Comedy Nights with Kapil – the laughing face of North Indian gender discrimination

The things we find funny or laugh at, often tell us more about who we are, then anything else. Watching TV while sitting with the family (parents, siblings et al) is not something I get to do very often. So i decided to make the most of it, and actually pay attention for a few episodes.

North India’s most popular comedy show, ‘Comedy Nights with Kapil’, has given fiction based prime-time television a run for its money in recent times. I have always been amused at how the same audience which laps up the tears and drama of a North Indian joint family household, seems just as drawn to light-hearted comedy. And then I realised: the key tropes lie on the same axis, except that they explore a very different geography.

I shall talk here of only 2 which stood out for me. I feel both have larger implications, which we should be sensitive of. The others, like Yamraj, celebrity guests, or using the audience as the source for laughs, are tropes that are common across a lot of comedic content and not as interesting.


CNwK is a not a boy’s school skit, or Shakespeare’s Globe Theatre, where all the female roles are played out by men dressed as women. And yet, it is a recurring aspect of the show. Not just via one character, but multiple. It is a daily celebration of the deeply hetero-normative nature of Indian society. Of the utter rigidity that males in India have to suffer when it comes to gender roles, and the utter lack of compunction on the part of the entertainment industry in exploiting it. A sad legacy carried forward from Monty Python and others. It is why Navjot Singh Sidhu, (a turbaned man who houses every possible code of the North Indian man, complete with a successful warrior past, but a genial, wholesome family image) and the audiences of the show continue to find men in drag funny.

The humour is located in the anxiety caused by a man doing drag.

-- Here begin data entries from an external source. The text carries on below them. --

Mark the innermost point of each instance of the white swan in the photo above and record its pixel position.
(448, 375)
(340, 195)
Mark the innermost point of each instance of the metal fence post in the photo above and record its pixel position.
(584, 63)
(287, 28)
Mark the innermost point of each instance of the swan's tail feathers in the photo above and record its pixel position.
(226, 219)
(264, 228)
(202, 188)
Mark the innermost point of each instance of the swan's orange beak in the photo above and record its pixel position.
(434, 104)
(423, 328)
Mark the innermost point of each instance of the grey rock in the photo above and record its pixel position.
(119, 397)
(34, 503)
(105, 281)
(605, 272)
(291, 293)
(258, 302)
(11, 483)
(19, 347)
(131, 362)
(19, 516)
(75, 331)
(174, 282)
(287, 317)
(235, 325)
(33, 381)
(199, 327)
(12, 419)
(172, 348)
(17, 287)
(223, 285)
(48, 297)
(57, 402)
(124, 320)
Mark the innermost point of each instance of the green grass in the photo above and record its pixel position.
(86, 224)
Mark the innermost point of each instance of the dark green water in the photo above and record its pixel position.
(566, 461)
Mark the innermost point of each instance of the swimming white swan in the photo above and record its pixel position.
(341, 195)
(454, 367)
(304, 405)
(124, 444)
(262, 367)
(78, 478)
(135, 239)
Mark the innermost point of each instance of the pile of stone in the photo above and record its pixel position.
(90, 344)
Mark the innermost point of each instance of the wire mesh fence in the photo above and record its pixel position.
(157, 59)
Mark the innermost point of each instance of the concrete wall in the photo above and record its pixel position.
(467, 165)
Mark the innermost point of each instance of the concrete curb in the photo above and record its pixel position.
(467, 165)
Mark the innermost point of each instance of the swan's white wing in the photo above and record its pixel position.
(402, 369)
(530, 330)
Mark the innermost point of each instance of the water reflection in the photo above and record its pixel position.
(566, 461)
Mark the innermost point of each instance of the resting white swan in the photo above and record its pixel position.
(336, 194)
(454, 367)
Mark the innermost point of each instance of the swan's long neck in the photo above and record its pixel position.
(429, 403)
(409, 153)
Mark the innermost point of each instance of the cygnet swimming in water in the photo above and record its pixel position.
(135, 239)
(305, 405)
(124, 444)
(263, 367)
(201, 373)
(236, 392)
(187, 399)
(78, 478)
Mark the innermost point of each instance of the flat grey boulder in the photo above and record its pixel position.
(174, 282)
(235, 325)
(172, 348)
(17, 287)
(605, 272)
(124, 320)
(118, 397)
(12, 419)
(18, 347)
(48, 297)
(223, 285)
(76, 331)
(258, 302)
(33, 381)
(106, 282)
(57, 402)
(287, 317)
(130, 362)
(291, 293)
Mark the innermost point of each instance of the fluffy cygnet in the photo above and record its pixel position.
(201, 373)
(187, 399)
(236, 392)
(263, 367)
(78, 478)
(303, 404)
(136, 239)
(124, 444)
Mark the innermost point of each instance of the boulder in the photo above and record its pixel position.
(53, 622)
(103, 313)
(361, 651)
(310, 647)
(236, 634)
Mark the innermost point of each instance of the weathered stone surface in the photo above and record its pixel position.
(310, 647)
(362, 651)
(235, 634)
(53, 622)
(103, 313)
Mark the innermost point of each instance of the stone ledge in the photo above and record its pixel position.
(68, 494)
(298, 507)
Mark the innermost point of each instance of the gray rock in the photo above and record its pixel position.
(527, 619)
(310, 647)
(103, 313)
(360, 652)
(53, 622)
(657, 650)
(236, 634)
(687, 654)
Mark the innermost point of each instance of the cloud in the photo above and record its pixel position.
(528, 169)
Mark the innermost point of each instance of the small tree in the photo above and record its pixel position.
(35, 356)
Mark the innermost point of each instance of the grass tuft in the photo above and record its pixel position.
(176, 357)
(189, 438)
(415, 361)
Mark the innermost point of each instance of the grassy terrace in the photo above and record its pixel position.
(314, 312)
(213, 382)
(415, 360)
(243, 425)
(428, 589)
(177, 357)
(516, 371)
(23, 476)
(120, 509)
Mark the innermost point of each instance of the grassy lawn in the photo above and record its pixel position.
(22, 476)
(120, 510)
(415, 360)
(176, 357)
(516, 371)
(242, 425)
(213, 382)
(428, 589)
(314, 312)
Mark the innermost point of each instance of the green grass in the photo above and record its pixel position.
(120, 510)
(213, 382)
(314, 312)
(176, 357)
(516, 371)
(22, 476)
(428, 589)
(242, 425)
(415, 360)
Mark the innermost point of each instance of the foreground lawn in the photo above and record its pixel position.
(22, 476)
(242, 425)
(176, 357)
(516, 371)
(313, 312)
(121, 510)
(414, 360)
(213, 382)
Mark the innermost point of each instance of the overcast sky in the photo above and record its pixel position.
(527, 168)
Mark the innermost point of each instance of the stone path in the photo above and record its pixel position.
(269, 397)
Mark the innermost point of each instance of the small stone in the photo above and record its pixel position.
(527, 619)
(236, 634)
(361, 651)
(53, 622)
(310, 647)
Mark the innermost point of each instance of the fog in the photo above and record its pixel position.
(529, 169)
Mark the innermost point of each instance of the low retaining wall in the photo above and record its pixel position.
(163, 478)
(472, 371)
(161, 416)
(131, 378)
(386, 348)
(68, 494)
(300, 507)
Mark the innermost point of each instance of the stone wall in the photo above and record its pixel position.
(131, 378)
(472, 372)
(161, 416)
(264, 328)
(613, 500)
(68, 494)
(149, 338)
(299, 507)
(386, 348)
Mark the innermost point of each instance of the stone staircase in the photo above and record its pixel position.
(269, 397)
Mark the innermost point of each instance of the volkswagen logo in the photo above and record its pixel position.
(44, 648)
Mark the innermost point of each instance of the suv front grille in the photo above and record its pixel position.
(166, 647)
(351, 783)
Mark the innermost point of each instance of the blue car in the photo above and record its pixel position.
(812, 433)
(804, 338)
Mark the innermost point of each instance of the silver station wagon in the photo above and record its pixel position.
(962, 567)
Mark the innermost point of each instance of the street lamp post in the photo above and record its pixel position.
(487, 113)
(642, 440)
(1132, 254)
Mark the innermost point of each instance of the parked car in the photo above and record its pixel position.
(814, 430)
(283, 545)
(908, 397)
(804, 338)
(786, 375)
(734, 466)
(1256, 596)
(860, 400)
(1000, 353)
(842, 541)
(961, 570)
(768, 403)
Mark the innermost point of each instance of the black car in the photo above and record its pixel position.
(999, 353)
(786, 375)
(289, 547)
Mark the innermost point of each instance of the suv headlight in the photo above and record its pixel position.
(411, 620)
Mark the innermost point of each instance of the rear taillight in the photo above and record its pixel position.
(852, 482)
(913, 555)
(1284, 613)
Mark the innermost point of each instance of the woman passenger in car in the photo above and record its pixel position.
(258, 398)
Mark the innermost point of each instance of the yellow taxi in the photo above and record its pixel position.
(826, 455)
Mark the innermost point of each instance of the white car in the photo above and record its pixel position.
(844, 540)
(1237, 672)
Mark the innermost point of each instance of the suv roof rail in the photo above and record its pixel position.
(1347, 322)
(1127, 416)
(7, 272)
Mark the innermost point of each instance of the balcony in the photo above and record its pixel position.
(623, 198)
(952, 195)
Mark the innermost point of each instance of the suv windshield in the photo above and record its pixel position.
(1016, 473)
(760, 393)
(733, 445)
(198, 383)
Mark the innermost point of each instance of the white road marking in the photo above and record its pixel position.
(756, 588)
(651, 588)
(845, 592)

By often showing the cross dresser to be overtly physical and affectionate, Kapil’s show celebrates and endorses visible discomfort and displays of homophobia on national TV. Kapil is merely re-enacting the school courtyard, where the camp boys were mocked and ridiculed, while at the same time taking up disproportionate amounts of the attention of the macho bullys. Kapil is not alone. Many other popular shows, and films use the genuine transvestite, the eunuch and the cross-dresser to create comic situations, or just as worse to define the norm.






The hindi TV soaps of our era are notorious for depicting vicious, petty women who try to ruin the life of other innocent, but resolute women. They celebrate the stereo-types of how within the narrow, stifling corridors of ‘tradition’ and ‘values’ women play out predictable roles and responses to situations. Much is written and spoken about how regressive many of the themes are despite trying to show the protagonist as above it all, and different. About how, invariably, the protagonist & her allies (both male and female) are painted as pure white – representative of the patriarchal ideals of – undying love, child-like simplicity, complete and utter devotion to husband and family, and born for motherhood. And even if they don’t start there, that is seen as the final destination via a path filled with trial and tribulation. The coming of age of the married Indian woman if you will.

But I find Comedy Nights with Kapil and its tropes even more insidious.

Kapil is never, ever self-depricating, as is often true of the best stand-up comedy routines. He stands almost as the unassailable male, central to the drama that happens around him but always making fun of others. Of the naiveté of his often ‘endearing’ wife, a trope for the way an attractive woman should be: pleasant, pretty, happy to be owned and paraded and not as bright or smart as her husband. Of the situations created by the other characters. Of the social or political issues he may touch upon. Again re-enforcing the codes of male patriarchy in a way that the man sitting and watching the show will feel proud almost by association. Kapil either makes fun of how you lack the necessary ingredients to be a real man, or of women and their bemusing traits in general.


But of course, we will celebrate the show and the man, even making t-shirts which reference his amusing catch-phrases. And so the cycle continues. I am much less surprised that the Supreme Court verdict on Section 377 was what it was. I am convinced the eminent judges of the High Court do not watch enough prime-time Hindi television.